The following about the preceding example:

Even though Autotranslation was off during this batch, the character code 165 (yen in code page 1252) was converted to 157 (yen in code page 437). This is because the ODBC driver converted the SQL string to Unicode before sending it the server, so the server was able to convert it to the appropriate character for storage in code page 437.
When the client ran a SELECT to retrieve the data that had been stored, the character 157 arrived non-translated at the client (157 shows up as a box '' on a code page 1252 client). This is because the conversion discussed in this article only applies to data sent from the client to the server, not from the server to the client. The data was not translated because the Autotranslation setting is off.

-- Turn Autotranslation back on before running the following batch.
 INSERT INTO t1 VALUES (2, '¥')
 SELECT c1, c2, ASCII (c2) FROM t1

c1 c2 
 ----------- ---- ----------- 
 1 ¥ 157
 2 ¥ 157

(2 row(s) affected)

In this case, turning Autotranslation back on had no effect on the translation from the client to the server (that is, the same correct translation from character code 165 to character code 157 happened), but it did have an effect on the data retrieved from the server. When the SELECT statement is run this time (with Autotranslation on), the yen symbols display correctly in the code page 1252 application because they have been translated from character code 157 back to character code 165 by the Autotranslation mechanism.

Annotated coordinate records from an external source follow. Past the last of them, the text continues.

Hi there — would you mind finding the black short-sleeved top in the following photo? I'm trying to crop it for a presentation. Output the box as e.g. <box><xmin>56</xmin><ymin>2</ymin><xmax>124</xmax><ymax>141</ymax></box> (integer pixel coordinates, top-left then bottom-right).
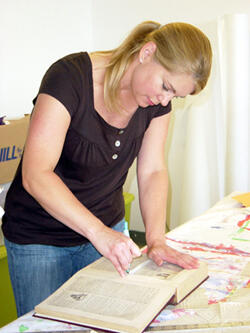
<box><xmin>2</xmin><ymin>52</ymin><xmax>171</xmax><ymax>246</ymax></box>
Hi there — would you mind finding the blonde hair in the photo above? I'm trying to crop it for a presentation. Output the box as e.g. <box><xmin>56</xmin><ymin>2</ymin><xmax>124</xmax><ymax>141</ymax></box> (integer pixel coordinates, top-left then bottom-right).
<box><xmin>94</xmin><ymin>21</ymin><xmax>212</xmax><ymax>110</ymax></box>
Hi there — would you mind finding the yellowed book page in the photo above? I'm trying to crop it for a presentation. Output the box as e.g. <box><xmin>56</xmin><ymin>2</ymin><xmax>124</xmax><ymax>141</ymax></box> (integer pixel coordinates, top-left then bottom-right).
<box><xmin>35</xmin><ymin>269</ymin><xmax>174</xmax><ymax>333</ymax></box>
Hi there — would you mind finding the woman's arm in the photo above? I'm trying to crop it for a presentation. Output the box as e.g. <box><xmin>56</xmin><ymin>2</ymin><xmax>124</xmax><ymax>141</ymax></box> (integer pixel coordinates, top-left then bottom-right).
<box><xmin>22</xmin><ymin>94</ymin><xmax>140</xmax><ymax>276</ymax></box>
<box><xmin>137</xmin><ymin>114</ymin><xmax>198</xmax><ymax>268</ymax></box>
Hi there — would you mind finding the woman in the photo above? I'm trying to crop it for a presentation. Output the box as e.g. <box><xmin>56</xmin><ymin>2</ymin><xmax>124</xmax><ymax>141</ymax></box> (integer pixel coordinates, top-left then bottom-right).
<box><xmin>3</xmin><ymin>21</ymin><xmax>212</xmax><ymax>316</ymax></box>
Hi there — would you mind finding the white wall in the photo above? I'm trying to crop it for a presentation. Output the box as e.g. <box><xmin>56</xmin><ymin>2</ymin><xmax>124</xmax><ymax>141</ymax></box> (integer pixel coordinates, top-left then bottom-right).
<box><xmin>93</xmin><ymin>0</ymin><xmax>250</xmax><ymax>231</ymax></box>
<box><xmin>0</xmin><ymin>0</ymin><xmax>92</xmax><ymax>118</ymax></box>
<box><xmin>0</xmin><ymin>0</ymin><xmax>250</xmax><ymax>230</ymax></box>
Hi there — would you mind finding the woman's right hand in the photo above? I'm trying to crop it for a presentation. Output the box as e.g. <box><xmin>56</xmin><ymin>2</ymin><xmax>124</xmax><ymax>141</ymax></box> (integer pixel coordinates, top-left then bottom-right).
<box><xmin>90</xmin><ymin>225</ymin><xmax>141</xmax><ymax>277</ymax></box>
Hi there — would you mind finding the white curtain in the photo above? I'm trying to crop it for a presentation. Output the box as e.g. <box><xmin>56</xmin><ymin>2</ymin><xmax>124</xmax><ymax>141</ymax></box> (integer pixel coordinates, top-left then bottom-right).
<box><xmin>166</xmin><ymin>14</ymin><xmax>250</xmax><ymax>229</ymax></box>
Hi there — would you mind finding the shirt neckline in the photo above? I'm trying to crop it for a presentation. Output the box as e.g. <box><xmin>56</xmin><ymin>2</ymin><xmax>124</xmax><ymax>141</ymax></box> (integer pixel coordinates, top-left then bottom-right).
<box><xmin>85</xmin><ymin>52</ymin><xmax>140</xmax><ymax>132</ymax></box>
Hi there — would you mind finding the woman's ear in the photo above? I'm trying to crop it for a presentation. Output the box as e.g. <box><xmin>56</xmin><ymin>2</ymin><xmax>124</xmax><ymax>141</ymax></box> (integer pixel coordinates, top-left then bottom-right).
<box><xmin>139</xmin><ymin>41</ymin><xmax>157</xmax><ymax>64</ymax></box>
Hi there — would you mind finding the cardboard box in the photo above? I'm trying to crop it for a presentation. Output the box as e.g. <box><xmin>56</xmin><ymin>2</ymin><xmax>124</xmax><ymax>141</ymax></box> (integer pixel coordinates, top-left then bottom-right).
<box><xmin>0</xmin><ymin>115</ymin><xmax>30</xmax><ymax>184</ymax></box>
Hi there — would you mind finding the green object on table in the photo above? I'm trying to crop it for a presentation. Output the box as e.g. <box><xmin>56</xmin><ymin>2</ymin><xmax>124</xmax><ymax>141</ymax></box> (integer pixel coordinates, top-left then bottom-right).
<box><xmin>0</xmin><ymin>245</ymin><xmax>17</xmax><ymax>327</ymax></box>
<box><xmin>123</xmin><ymin>192</ymin><xmax>135</xmax><ymax>229</ymax></box>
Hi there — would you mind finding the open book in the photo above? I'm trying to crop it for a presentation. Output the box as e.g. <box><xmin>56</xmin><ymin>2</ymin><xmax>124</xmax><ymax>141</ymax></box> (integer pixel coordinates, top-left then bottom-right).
<box><xmin>34</xmin><ymin>254</ymin><xmax>208</xmax><ymax>333</ymax></box>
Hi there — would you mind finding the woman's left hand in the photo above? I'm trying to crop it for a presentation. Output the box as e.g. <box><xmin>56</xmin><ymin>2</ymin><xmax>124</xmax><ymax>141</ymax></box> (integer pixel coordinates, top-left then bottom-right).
<box><xmin>148</xmin><ymin>239</ymin><xmax>199</xmax><ymax>269</ymax></box>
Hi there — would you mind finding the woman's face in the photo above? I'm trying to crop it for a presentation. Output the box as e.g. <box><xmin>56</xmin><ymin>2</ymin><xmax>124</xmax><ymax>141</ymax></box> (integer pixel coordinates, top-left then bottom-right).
<box><xmin>131</xmin><ymin>43</ymin><xmax>195</xmax><ymax>107</ymax></box>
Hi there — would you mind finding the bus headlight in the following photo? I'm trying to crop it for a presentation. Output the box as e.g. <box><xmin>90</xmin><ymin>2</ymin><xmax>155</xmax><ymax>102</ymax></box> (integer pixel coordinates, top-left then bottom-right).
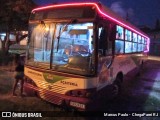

You will see this behavior (conversion of language events to Unicode on the client) when using any SQL Server ODBC driver version 3.70 or later and connecting to SQL Server 7.0 or later. It will not occur when using older ODBC drivers, or when using the 3.7 driver to connect to SQL Server 6.5 or earlier. In addition, if you are storing your data in Unicode columns (NCHAR/NVARCHAR/NTEXT) the conversion will not be an issue.

For more information about how character data is represented in SQL Server 2005, see Character data is represented incorrectly when the code page of the client computer differs from the code page of the database in SQL Server 2005.